И эта пустая комната; и эти медведи.

О, горе.

Врачи изводили их умолчаниями, намеками на угрозы или попросту неопределенностью объяснений.

В таких случаях даже самые умные забывают, что врачи — тоже люди, а не господы боги, и не все ведают наперед, при всем опыте или благодаря опыту; в свою очередь врачи, зная поведение пап и мам, и бабок и дедок — зная пять-шесть вариантов этого поведения, и равнодушно учитывая эту типологию, и зная, конечно, чего именно можно ожидать от той или иной болезни и от ее осложнения, знают и то, что лучше не говорить ничего слишком конкретного в смысле прогнозов: так вернее.

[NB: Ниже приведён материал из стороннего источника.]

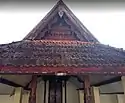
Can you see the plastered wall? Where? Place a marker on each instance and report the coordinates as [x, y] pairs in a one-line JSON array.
[[72, 96]]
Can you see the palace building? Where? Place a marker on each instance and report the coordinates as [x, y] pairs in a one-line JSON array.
[[60, 61]]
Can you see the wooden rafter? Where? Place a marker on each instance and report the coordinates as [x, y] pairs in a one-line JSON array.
[[10, 83]]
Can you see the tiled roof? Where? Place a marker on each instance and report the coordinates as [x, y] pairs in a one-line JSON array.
[[50, 53]]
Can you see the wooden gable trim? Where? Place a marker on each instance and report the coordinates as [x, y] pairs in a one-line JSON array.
[[84, 32], [61, 70], [10, 83]]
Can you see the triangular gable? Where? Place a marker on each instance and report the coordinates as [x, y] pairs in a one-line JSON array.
[[61, 23]]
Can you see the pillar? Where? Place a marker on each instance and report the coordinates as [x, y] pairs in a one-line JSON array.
[[47, 91], [123, 84], [63, 92], [95, 94], [18, 95], [87, 90], [33, 86], [81, 96], [120, 98]]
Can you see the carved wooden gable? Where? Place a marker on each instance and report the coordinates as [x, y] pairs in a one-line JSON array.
[[59, 28]]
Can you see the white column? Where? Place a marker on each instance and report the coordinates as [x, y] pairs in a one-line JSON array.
[[123, 84], [47, 91], [81, 96], [96, 94], [120, 98], [63, 92], [18, 95]]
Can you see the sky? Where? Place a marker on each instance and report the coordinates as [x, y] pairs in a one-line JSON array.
[[106, 23]]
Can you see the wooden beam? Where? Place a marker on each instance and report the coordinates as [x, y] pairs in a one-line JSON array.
[[18, 95], [112, 93], [87, 90], [65, 70], [115, 79], [32, 97], [10, 83]]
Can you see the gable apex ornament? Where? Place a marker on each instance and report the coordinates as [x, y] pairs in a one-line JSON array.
[[61, 12]]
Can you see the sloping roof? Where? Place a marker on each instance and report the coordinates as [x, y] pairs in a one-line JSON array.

Мучительно было видеть, с одной стороны, пусть побледневшую, но все же обычную, живо-обычную Машу в окне или на кратком свидании, где Алексей стремился быть обыдённым и деловитым, чтобы не дать всем выйти в надрыв, — и, с другой стороны, слушать абстрактные (абстрактные?) разговоры о «полости», о промывании, о возможной «перфорации»; это были какие-то вовсе разные миры, а между тем — где-то эти миры опасно и остро, и живо, и больно пересекались.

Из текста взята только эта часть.